What I'm thinking about now, though, is that my experience has convinced me that black Americans tend to be so inward looking, preoccupied with their own experience within the context of American and African history, that they neglect the European element which is an important part of cultural and genetic makeup. An investigation of many of our family histories would reveal that besides our ties to western Africa and, often, native America, most of us also have genetic ties to the English, Irish, Scotch, and Dutch slavemasters who owned our ancestors. We usually repress these connections from our self-image, but that does not negate their existence. The way in which 'black' and 'white' are usually defined also tends to focus our attention away from this issue.
I think that everyone would gain if these connections were given the importance they deserve, and one aspect of investigating them requires a committed interest in European languages and cultures.
But the other thing I found and then lost was a comment that somebody felt that the very construction of the term African American was a purposeful evasion of that which we inherited from Europe. That's fairly heavy and really the first criticism of the term that makes me doubt its usefulness. I still don't use it in any context besides pure demographics, but I cannot deny that connotation which kicks a leg out of the notion of 'native alienation'.

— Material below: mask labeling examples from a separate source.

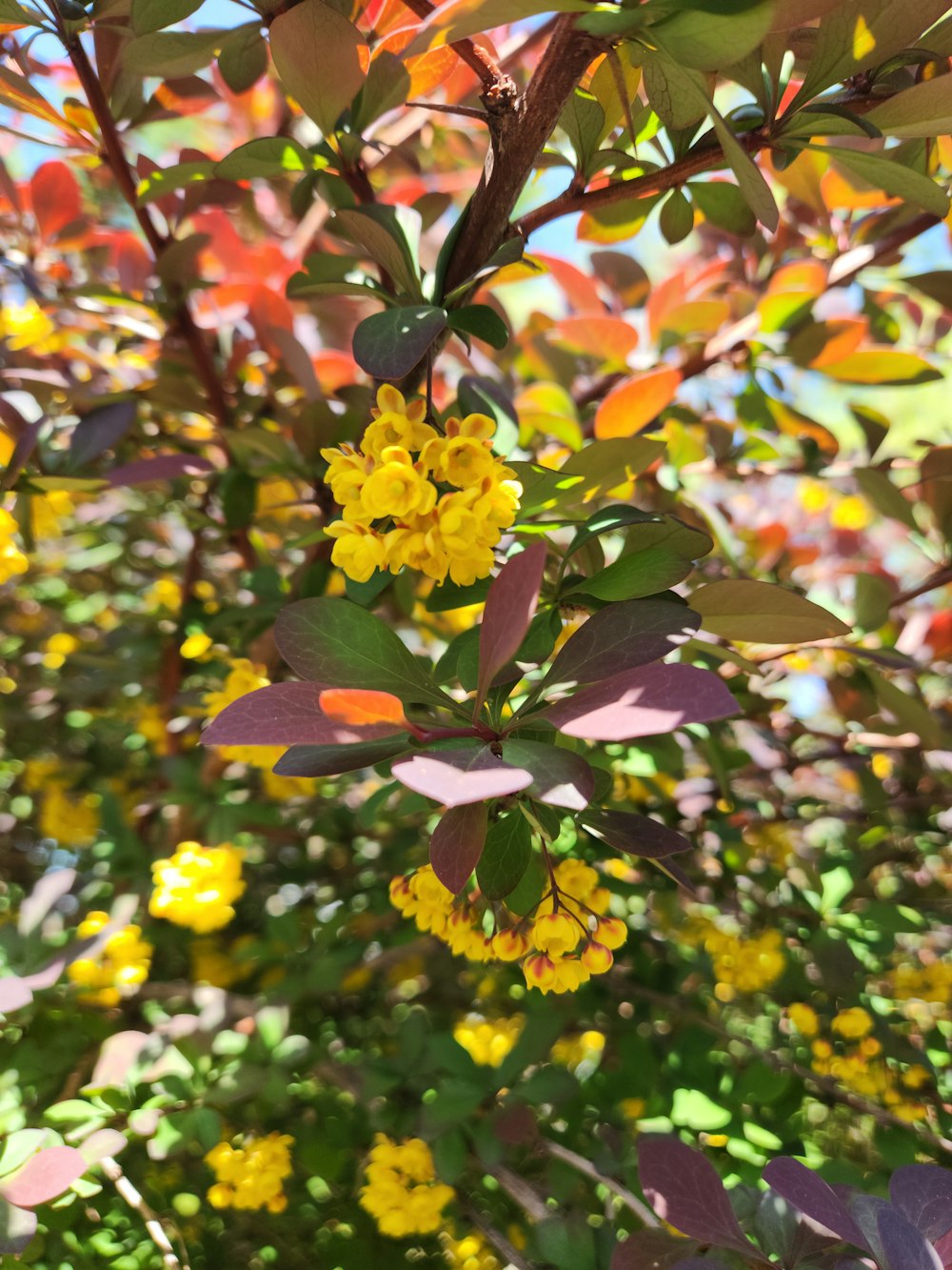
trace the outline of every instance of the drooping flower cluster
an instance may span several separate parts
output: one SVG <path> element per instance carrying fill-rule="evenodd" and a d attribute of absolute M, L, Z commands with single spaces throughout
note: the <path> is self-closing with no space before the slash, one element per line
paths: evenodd
<path fill-rule="evenodd" d="M 213 1208 L 267 1208 L 283 1213 L 288 1206 L 284 1179 L 291 1175 L 291 1147 L 294 1139 L 287 1133 L 269 1133 L 267 1138 L 245 1138 L 240 1147 L 220 1142 L 204 1157 L 217 1181 L 208 1187 Z"/>
<path fill-rule="evenodd" d="M 440 436 L 425 413 L 424 401 L 407 405 L 383 385 L 360 447 L 321 451 L 344 509 L 327 526 L 331 560 L 354 582 L 409 568 L 468 585 L 489 577 L 493 547 L 515 519 L 522 486 L 493 453 L 494 420 L 448 419 Z"/>
<path fill-rule="evenodd" d="M 459 903 L 437 878 L 430 865 L 407 876 L 393 878 L 390 899 L 418 930 L 447 944 L 457 956 L 471 961 L 520 961 L 529 988 L 539 992 L 575 992 L 593 974 L 612 965 L 614 949 L 622 946 L 628 928 L 618 917 L 605 916 L 609 892 L 598 874 L 579 860 L 562 860 L 555 867 L 555 886 L 536 906 L 533 914 L 509 914 L 512 925 L 493 935 L 484 930 L 480 897 Z"/>
<path fill-rule="evenodd" d="M 421 1138 L 393 1142 L 378 1133 L 364 1170 L 360 1206 L 381 1234 L 402 1240 L 433 1234 L 443 1224 L 443 1209 L 454 1198 L 452 1186 L 437 1181 L 430 1148 Z"/>
<path fill-rule="evenodd" d="M 99 935 L 109 922 L 108 913 L 89 913 L 76 928 L 81 940 Z M 118 1006 L 149 978 L 152 945 L 142 939 L 138 926 L 126 926 L 110 935 L 96 956 L 79 958 L 67 969 L 70 983 L 83 988 L 83 999 L 95 1006 Z"/>
<path fill-rule="evenodd" d="M 218 847 L 180 842 L 169 860 L 152 865 L 149 912 L 197 935 L 227 926 L 245 890 L 241 860 L 242 852 L 230 842 Z"/>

So my preliminary conclusion is that there is a kind of static and weak pool of ideas about black identity that cycle around into caste. This caste is not inescapable but neither political nor cultural means within the popular mainstream are sufficient to break it's grip. In this way, the permanence of racism is established by a personal inability or unwillingness to give up racial caste. It's something whites or blacks could do equally and unilaterally but choose not to. I don't mean to suggest that there aren't racist reasons but to state that they are weak. Holman's life absent the black/white racial frictions of America, as are the lives of other expatriate blackfolks are proof enough, but there is more. Fundamentally, one must give the lie to the one-drop theory and acknowledge ones own roots which for all of us is European in some way, at the very least in the English language.